The idea that racial profiling is bad, is also odd to Ecuadorians.  For example, in the time I’ve been here, the museum at the Equator has changed all of its exhibits.  When I visited last, I was taken back at the new exhibits highlighting the people and cultures in different regions of Ecuador.  For each of the four regions, there are huge blow-up photos of people’s faces and text explaining how this group of people generally have slanted foreheads, and this other group of people have narrow eyes or high check-bones.  In other words, its four floors of exhibits helping the reader racially identify the people of Ecuador by how they look.  
Ummmm.  I don’t think that would go over so well in the US. 
So, I live with a family.  I hear them criticizing those who are hanging around the street-corners, looking for a hand-out.  Those with their life in duffels on their back, trying to get somewhere to start again.  One morning, I formed my objective questions at the breakfast table.  

They assured me in their own way, that they are not racist.  They want to support those who are hard-working, who are honest.  They don’t mind that so many Gringos are coming to their country and buying up land, building houses and staying for their retirement.  Gringos are honest people.  They are quiet.  They keep to themselves.  But, it’s true, they wish those Columbians and Venezuelans would go back to their own countries.  “Only 1 in 10 of them are good people.  The rest of them are not honest.  They are not hard-working.  They only cause problems for Ecuador.” 

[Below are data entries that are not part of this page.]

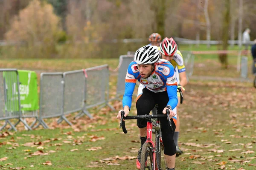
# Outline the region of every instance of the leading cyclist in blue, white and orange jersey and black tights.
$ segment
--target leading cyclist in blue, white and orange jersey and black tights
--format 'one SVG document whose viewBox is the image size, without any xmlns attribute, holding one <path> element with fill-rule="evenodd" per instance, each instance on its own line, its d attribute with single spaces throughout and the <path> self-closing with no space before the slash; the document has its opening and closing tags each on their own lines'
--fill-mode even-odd
<svg viewBox="0 0 256 170">
<path fill-rule="evenodd" d="M 137 80 L 145 86 L 145 88 L 141 88 L 136 99 L 137 115 L 149 114 L 157 104 L 159 114 L 166 114 L 166 109 L 169 109 L 170 116 L 176 119 L 178 99 L 174 68 L 169 61 L 160 59 L 157 46 L 145 45 L 139 48 L 134 54 L 134 61 L 128 67 L 125 77 L 125 94 L 122 100 L 123 110 L 121 110 L 125 112 L 125 116 L 129 114 Z M 121 111 L 118 112 L 117 119 L 121 119 Z M 168 120 L 160 118 L 164 156 L 168 170 L 175 170 L 176 146 L 173 139 L 175 130 L 173 119 L 172 131 L 168 126 Z M 147 120 L 137 119 L 137 126 L 139 127 L 142 146 L 146 141 Z M 141 147 L 137 157 L 138 169 L 140 169 L 140 156 Z"/>
</svg>

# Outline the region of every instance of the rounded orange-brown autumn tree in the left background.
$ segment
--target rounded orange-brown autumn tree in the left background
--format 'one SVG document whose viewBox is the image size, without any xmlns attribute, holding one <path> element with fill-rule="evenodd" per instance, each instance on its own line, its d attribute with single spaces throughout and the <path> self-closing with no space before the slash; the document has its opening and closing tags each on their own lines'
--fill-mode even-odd
<svg viewBox="0 0 256 170">
<path fill-rule="evenodd" d="M 12 21 L 6 40 L 25 43 L 25 57 L 51 57 L 56 52 L 59 31 L 59 18 L 52 6 L 32 0 Z"/>
</svg>

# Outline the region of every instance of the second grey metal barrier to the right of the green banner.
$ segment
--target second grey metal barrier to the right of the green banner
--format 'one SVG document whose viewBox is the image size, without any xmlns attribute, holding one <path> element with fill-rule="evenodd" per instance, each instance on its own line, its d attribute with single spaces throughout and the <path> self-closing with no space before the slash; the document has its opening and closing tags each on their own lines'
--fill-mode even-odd
<svg viewBox="0 0 256 170">
<path fill-rule="evenodd" d="M 80 111 L 79 115 L 86 114 L 90 119 L 93 116 L 85 108 L 86 105 L 86 77 L 85 70 L 67 71 L 63 73 L 64 78 L 64 104 L 63 114 Z M 75 117 L 76 118 L 76 117 Z M 60 118 L 58 123 L 63 119 Z"/>
</svg>

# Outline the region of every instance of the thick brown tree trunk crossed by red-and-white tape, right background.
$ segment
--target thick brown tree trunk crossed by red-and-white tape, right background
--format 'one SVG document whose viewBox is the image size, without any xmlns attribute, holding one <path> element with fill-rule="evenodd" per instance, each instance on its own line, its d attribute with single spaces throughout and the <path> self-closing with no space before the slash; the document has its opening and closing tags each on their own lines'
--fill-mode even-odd
<svg viewBox="0 0 256 170">
<path fill-rule="evenodd" d="M 225 9 L 223 12 L 223 25 L 222 25 L 222 50 L 228 50 L 228 29 L 230 25 L 230 0 L 225 0 Z M 227 54 L 220 54 L 219 59 L 223 68 L 227 69 L 228 60 Z"/>
</svg>

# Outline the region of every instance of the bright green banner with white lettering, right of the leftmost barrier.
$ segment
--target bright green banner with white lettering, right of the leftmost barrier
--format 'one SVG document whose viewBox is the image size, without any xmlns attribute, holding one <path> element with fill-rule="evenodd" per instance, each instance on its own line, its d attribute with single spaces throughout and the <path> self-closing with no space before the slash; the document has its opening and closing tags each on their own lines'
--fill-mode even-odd
<svg viewBox="0 0 256 170">
<path fill-rule="evenodd" d="M 18 70 L 20 79 L 21 111 L 36 111 L 38 105 L 38 87 L 35 71 Z"/>
</svg>

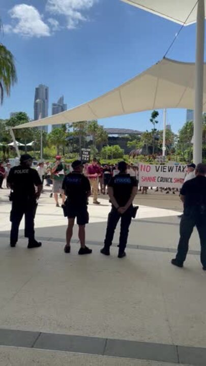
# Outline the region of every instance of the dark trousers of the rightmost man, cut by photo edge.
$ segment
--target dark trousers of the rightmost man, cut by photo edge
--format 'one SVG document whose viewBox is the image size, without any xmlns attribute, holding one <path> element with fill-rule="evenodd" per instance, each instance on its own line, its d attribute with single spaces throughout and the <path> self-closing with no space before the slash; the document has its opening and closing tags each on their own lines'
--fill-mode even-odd
<svg viewBox="0 0 206 366">
<path fill-rule="evenodd" d="M 192 235 L 193 229 L 196 226 L 200 238 L 200 260 L 203 267 L 206 267 L 206 215 L 184 214 L 180 223 L 180 241 L 178 245 L 178 253 L 176 259 L 184 262 L 187 256 L 189 239 Z"/>
</svg>

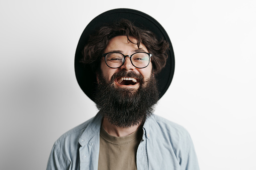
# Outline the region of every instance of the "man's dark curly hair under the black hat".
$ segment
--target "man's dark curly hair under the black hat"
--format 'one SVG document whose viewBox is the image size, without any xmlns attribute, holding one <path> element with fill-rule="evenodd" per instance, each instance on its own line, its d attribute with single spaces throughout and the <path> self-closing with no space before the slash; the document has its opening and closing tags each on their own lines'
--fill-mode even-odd
<svg viewBox="0 0 256 170">
<path fill-rule="evenodd" d="M 133 25 L 129 20 L 122 19 L 112 25 L 105 25 L 94 35 L 90 36 L 87 45 L 83 49 L 83 58 L 81 62 L 90 64 L 93 71 L 99 71 L 100 61 L 104 50 L 109 44 L 109 41 L 117 36 L 126 36 L 128 41 L 129 37 L 137 39 L 138 48 L 142 43 L 152 54 L 153 72 L 159 73 L 165 66 L 167 50 L 169 49 L 168 43 L 160 39 L 158 40 L 154 33 L 148 30 L 143 30 Z M 131 42 L 132 43 L 132 42 Z"/>
</svg>

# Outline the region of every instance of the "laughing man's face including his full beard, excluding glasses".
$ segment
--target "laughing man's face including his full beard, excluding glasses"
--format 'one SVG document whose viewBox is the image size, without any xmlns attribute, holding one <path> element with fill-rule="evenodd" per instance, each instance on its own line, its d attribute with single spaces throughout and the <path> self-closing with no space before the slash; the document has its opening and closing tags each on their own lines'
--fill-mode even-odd
<svg viewBox="0 0 256 170">
<path fill-rule="evenodd" d="M 134 38 L 130 40 L 136 43 Z M 132 55 L 135 52 L 148 52 L 143 44 L 138 46 L 127 41 L 126 36 L 118 36 L 110 40 L 105 53 L 120 52 L 124 55 Z M 101 73 L 98 73 L 98 86 L 95 91 L 95 103 L 103 117 L 117 126 L 128 128 L 146 121 L 153 112 L 154 105 L 158 101 L 157 82 L 151 73 L 152 63 L 145 68 L 136 68 L 127 57 L 120 68 L 110 68 L 101 61 Z M 120 78 L 135 78 L 120 81 Z M 134 79 L 133 79 L 134 80 Z"/>
</svg>

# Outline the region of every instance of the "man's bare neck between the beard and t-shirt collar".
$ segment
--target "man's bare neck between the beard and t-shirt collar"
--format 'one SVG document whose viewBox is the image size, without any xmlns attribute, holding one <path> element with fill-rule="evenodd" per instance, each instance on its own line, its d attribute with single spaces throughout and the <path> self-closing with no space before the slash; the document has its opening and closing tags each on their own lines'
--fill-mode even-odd
<svg viewBox="0 0 256 170">
<path fill-rule="evenodd" d="M 111 124 L 107 119 L 103 118 L 102 126 L 110 135 L 121 137 L 121 136 L 128 136 L 133 132 L 135 132 L 139 128 L 140 124 L 131 126 L 128 128 L 123 128 L 123 127 L 117 127 Z"/>
</svg>

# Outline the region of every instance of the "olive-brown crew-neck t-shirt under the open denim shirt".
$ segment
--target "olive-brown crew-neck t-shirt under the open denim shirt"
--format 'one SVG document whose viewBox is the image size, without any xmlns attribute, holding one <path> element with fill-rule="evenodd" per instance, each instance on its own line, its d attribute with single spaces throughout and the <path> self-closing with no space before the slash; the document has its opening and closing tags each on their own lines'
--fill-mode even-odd
<svg viewBox="0 0 256 170">
<path fill-rule="evenodd" d="M 142 127 L 128 136 L 111 136 L 101 126 L 99 170 L 134 170 L 136 166 L 136 153 L 142 139 Z"/>
</svg>

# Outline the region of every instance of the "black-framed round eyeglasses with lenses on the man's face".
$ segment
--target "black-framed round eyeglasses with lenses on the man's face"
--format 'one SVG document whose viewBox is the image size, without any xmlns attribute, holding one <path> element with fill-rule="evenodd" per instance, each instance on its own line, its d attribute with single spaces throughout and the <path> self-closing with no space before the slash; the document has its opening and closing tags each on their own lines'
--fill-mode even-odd
<svg viewBox="0 0 256 170">
<path fill-rule="evenodd" d="M 138 52 L 129 56 L 123 55 L 119 52 L 110 52 L 103 54 L 103 57 L 105 57 L 105 62 L 110 68 L 121 67 L 124 64 L 126 57 L 130 58 L 131 63 L 134 67 L 145 68 L 149 65 L 152 54 L 146 52 Z"/>
</svg>

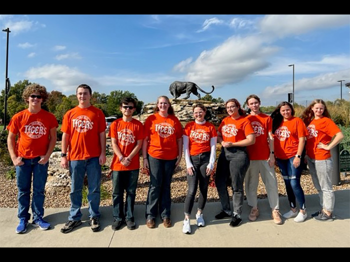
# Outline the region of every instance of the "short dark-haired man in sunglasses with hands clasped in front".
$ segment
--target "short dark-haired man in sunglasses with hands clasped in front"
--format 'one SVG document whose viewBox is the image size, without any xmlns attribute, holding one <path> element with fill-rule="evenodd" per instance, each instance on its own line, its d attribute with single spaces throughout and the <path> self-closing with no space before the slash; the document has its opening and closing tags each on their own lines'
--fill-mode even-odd
<svg viewBox="0 0 350 262">
<path fill-rule="evenodd" d="M 119 230 L 126 223 L 128 230 L 135 229 L 133 207 L 139 173 L 139 151 L 143 141 L 143 125 L 132 118 L 136 100 L 125 97 L 120 102 L 122 118 L 111 123 L 108 136 L 111 138 L 114 157 L 110 166 L 113 184 L 112 230 Z M 124 208 L 124 191 L 126 202 Z M 125 213 L 124 213 L 125 211 Z"/>
</svg>

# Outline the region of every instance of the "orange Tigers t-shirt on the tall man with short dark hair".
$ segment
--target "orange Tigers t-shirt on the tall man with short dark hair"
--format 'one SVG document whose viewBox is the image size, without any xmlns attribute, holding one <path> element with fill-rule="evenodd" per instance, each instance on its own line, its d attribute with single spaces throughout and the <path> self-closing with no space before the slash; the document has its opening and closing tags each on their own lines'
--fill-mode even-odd
<svg viewBox="0 0 350 262">
<path fill-rule="evenodd" d="M 65 113 L 61 131 L 69 135 L 68 159 L 86 160 L 101 155 L 99 134 L 106 129 L 103 112 L 94 107 L 70 109 Z"/>
</svg>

Ummmm.  With all due respect, I don’t agree.  I explained to them that I’ve spent my life, in my own quiet way, fighting against racism in my own family, in my life, in my classroom, and now with my career as a volunteer.  I talked openly about how there are actually people in the United States who don’t differentiate between people from different Latin American countries, but think that all brown-skinned people are Mexican.  And furthermore, that brown-skinned means that the people are dirty.  And dirty people are lazy, they don’t want to work.  They just want to free-load off the government.  And, ofcourse, most of them are criminals.  Ecuadorians included. 

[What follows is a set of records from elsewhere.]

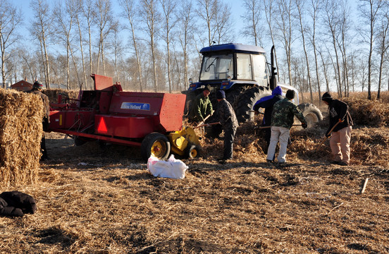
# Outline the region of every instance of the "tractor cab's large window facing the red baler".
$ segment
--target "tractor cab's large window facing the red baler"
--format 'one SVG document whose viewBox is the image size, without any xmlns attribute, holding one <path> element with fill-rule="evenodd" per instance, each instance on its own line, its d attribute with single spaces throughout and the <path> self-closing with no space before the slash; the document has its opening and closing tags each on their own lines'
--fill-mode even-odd
<svg viewBox="0 0 389 254">
<path fill-rule="evenodd" d="M 204 56 L 200 80 L 226 80 L 233 77 L 233 54 Z"/>
</svg>

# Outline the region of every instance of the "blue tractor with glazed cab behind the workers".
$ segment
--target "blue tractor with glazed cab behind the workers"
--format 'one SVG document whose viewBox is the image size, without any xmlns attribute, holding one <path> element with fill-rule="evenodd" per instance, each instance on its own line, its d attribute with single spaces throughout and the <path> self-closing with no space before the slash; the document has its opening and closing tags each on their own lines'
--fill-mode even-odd
<svg viewBox="0 0 389 254">
<path fill-rule="evenodd" d="M 237 120 L 240 122 L 253 119 L 252 110 L 255 102 L 261 97 L 271 95 L 277 85 L 296 91 L 295 103 L 298 104 L 298 92 L 290 85 L 277 84 L 276 68 L 273 58 L 274 46 L 271 48 L 271 63 L 266 62 L 266 52 L 261 47 L 245 44 L 220 44 L 204 47 L 200 50 L 203 55 L 199 82 L 191 83 L 184 91 L 187 95 L 185 114 L 190 112 L 192 101 L 205 86 L 211 87 L 210 99 L 216 106 L 216 90 L 224 90 L 226 99 L 233 105 Z M 309 103 L 300 104 L 305 118 L 312 123 L 322 120 L 321 111 Z"/>
</svg>

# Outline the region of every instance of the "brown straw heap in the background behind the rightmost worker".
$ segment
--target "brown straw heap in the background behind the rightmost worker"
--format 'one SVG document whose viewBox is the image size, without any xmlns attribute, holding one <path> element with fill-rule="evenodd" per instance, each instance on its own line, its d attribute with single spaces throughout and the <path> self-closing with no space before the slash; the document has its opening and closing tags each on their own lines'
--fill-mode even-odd
<svg viewBox="0 0 389 254">
<path fill-rule="evenodd" d="M 389 104 L 369 99 L 343 98 L 350 107 L 352 120 L 356 125 L 389 126 Z"/>
</svg>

I talked about the stories I’ve heard from the parents of my immigrant students.  How they walked, swam, ran, cried, and fought their way to the United States to only better their lives and the lives of their children.  I told them of my deep compassion for those who would make that choice to leave their life behind, with only hope for something better.  This includes the Venezuelans. 
Silence.  And then….
You know that Venezuelan Restaurant that we go to for those yummy arepas?  We had never been there before because we didn’t know anything about food from their country.  Then you showed us.  And now, we have met the people who own the restaurant, and they are from Venezuela, and they are good, hard-working people.  So now we go back to that restaurant because we want to support them…

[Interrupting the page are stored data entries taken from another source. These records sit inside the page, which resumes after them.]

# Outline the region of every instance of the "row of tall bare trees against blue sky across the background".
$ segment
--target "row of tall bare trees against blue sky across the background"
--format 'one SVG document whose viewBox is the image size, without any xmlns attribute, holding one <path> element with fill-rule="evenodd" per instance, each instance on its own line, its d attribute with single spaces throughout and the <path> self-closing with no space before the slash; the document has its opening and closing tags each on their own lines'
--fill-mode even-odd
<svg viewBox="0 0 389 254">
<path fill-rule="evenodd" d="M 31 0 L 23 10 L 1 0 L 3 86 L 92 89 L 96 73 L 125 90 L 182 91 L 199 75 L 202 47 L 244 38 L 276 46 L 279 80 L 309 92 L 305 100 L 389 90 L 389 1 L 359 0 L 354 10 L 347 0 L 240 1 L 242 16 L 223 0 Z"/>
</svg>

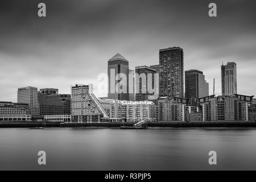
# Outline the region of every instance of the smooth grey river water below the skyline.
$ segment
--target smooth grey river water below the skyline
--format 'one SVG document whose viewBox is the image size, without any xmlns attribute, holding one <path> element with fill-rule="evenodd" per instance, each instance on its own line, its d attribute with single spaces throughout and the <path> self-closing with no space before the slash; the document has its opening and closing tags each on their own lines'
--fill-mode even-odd
<svg viewBox="0 0 256 182">
<path fill-rule="evenodd" d="M 0 170 L 255 169 L 256 129 L 0 129 Z"/>
</svg>

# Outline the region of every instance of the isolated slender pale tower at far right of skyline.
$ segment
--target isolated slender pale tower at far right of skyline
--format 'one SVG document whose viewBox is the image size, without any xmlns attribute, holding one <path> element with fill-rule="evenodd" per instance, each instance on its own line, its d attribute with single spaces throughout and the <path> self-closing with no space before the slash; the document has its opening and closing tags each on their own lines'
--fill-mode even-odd
<svg viewBox="0 0 256 182">
<path fill-rule="evenodd" d="M 237 94 L 237 64 L 228 62 L 221 65 L 222 96 Z"/>
</svg>

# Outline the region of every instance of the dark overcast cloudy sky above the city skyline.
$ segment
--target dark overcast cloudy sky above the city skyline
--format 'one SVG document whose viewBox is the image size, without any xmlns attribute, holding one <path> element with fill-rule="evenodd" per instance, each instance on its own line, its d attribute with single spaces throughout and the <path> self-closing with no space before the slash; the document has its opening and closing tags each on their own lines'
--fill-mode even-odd
<svg viewBox="0 0 256 182">
<path fill-rule="evenodd" d="M 47 17 L 38 17 L 38 3 Z M 210 2 L 217 17 L 208 16 Z M 184 69 L 199 69 L 221 93 L 222 62 L 237 63 L 238 93 L 256 96 L 256 1 L 30 0 L 0 2 L 0 101 L 17 88 L 94 84 L 119 52 L 130 69 L 158 64 L 159 49 L 179 46 Z"/>
</svg>

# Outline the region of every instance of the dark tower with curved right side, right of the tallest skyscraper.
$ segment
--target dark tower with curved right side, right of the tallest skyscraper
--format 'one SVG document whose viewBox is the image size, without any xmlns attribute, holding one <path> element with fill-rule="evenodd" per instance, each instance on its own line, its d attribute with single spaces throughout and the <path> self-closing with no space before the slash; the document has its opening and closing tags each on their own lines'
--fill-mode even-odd
<svg viewBox="0 0 256 182">
<path fill-rule="evenodd" d="M 202 71 L 191 69 L 185 71 L 185 98 L 203 98 L 209 95 L 209 84 Z"/>
</svg>

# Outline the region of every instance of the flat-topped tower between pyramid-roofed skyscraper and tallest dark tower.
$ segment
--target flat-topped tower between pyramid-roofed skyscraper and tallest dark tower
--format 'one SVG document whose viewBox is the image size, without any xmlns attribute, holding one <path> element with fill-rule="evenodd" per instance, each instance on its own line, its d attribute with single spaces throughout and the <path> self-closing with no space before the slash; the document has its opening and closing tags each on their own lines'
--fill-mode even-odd
<svg viewBox="0 0 256 182">
<path fill-rule="evenodd" d="M 148 101 L 158 98 L 158 75 L 147 66 L 135 67 L 135 100 Z"/>
</svg>

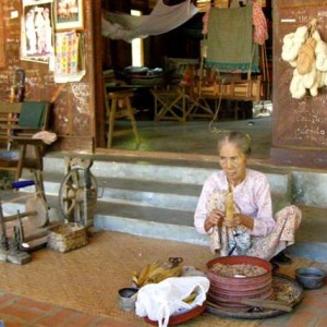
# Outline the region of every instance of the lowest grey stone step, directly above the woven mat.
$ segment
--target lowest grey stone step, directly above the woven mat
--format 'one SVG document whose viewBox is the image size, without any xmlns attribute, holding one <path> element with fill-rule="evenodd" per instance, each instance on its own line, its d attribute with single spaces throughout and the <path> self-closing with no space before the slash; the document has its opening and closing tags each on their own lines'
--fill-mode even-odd
<svg viewBox="0 0 327 327">
<path fill-rule="evenodd" d="M 62 219 L 58 196 L 48 195 L 51 220 Z M 5 215 L 24 211 L 25 205 L 20 203 L 3 204 Z M 288 252 L 298 257 L 305 257 L 327 264 L 327 240 L 325 234 L 326 209 L 301 207 L 302 223 L 296 232 L 295 244 Z M 4 215 L 4 216 L 5 216 Z M 193 227 L 193 213 L 168 208 L 155 208 L 132 204 L 108 203 L 99 199 L 96 205 L 94 226 L 101 230 L 118 231 L 140 235 L 192 243 L 208 246 L 208 238 L 198 234 Z"/>
</svg>

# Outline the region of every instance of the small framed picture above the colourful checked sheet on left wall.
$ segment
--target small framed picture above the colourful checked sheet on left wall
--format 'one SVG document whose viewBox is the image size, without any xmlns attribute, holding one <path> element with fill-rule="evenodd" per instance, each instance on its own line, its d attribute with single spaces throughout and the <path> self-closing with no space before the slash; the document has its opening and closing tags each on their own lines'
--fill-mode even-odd
<svg viewBox="0 0 327 327">
<path fill-rule="evenodd" d="M 55 28 L 56 31 L 83 29 L 83 0 L 56 0 Z"/>
</svg>

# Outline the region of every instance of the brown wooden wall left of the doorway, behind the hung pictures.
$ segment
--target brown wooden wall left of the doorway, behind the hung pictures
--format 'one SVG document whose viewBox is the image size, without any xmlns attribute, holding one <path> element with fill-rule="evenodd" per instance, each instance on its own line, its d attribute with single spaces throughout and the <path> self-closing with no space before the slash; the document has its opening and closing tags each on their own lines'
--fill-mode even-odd
<svg viewBox="0 0 327 327">
<path fill-rule="evenodd" d="M 48 64 L 21 60 L 21 0 L 1 0 L 0 99 L 9 101 L 14 72 L 24 70 L 25 100 L 52 102 L 51 129 L 59 141 L 49 149 L 93 153 L 95 146 L 95 81 L 93 48 L 93 7 L 98 0 L 84 0 L 86 75 L 81 82 L 56 84 Z M 99 3 L 98 3 L 99 4 Z M 19 16 L 15 17 L 15 13 Z M 3 57 L 3 52 L 5 57 Z"/>
</svg>

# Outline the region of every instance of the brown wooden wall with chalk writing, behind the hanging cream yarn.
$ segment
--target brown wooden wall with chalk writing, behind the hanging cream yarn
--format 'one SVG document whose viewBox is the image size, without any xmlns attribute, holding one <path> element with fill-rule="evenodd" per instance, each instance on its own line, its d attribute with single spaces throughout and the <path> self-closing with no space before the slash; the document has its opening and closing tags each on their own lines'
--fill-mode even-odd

…And, before you came, we were really nervous about agreeing to let you live with us. 
Because all Gringos are more sophisticated.  You live in big, fancy houses.  We always hear that your country is better.  Your schools are better.  Your lives are richer.  We wondered if you wouldn’t be able to live at our standard?  We worried you wouldn’t be able to eat our food.  It’s true, we see other Gringos around town, but as we said before, Gringos move to Ecuador to keep to themselves.  They don’t integrate or try to learn much about us.  
But now, they continued, after getting to know you, and your sister and nephew, we realize we were wrong about people from the United States.  You’re different than we thought. 
You’re just like us.
Open your heart.
I think that’s the purpose of Peace Corps.